Am I to blame?

Moorland, Black Mountain, Wales

Am I part of the problem? After spending most of the last month travelling both in Canada and the UK, I can start to understand why many countries in Europe are turning against tourism. Is tourism of any kind sustainable, let alone the mass tourism of cruise ships, bus tours, and wall to wall all inclusive package stays at hotels.

I have always strived to travel responsibly both in minimizing my environmental impact as well as being aware of my Western privilege and trying to respect and not overwhelm the cultures I am visiting. I have fallen in love with long distance walking but even that leaves an impact and very quickly, the idea of hiking the Camino has moved from a pilgrimage to more of a bucket list adventure for many. The spiritual idea of a pilgrimage is becoming another market niche of mass tourism.

A quiet part of the Great Glen Way trail

And yet, something of real value remains to the discerning tourist if one is to seek it out.
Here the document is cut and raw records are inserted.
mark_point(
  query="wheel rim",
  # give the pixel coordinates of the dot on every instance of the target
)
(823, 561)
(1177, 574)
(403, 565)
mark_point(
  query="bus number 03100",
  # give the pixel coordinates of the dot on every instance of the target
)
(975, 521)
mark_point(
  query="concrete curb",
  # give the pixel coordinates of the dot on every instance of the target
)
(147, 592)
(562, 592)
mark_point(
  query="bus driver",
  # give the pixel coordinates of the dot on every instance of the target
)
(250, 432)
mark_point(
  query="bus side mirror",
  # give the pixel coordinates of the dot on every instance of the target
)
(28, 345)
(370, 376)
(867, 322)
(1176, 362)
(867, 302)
As Mark Twain has remarked: travel is fatal to prejudice, bigotry, and narrow mindedness and many of our people need it sorely….”  In our divided world travel still offers this benefit. Three decades after visiting Dachau remains a reminder to me to never forget what evil we are capable of as human beings.

Perhaps it easy to blame the tourism industry for the problem, but ultimately it is “us” who really have the choice to accept what the package is. Hiking the Great Glen way in the Highlands of Scotland I often encountered less than a dozen people a day while walking on the trail and yet when I stayed in the towns along the way I became just another person seeking accommodation and food. Towns that were not on the tourism allowed me to slip into pubs and stores that the locals used, and I could rest and be for a moment part of that town’s culture.
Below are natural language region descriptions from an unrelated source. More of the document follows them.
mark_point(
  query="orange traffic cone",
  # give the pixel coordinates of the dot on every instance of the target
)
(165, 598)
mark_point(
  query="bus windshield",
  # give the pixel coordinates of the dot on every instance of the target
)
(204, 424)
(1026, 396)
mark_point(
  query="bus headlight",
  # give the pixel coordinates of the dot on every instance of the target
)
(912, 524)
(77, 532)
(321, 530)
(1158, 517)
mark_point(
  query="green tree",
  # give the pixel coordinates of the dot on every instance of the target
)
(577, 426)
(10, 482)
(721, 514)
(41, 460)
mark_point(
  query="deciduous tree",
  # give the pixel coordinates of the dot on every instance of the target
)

Yet in other towns, where trails began or ended the town’s High Street retail now catered to visitors. In others, the town was on the organized bus tour route such as the small town of Fort Augustus, which would receive up to ten coach buses a time for short stays of less than a few hours. The town’s population would double many times a day while buses descended on this small town, whose picturesque locks, and the proximity to Loch Ness was enough to make it a tourist destination. At the end of the day, I wonder what remained of the cultural uniqueness of this town? For the residents I am sure this activity created employment during the tourist season but for residents, I wondered where did the locals shop?

Locks leading down to Loch Ness
Tour bus parking

And maybe that is where tourism tips into something undesirable. If Venetians can no longer live in Venice, maybe we have lost the thread.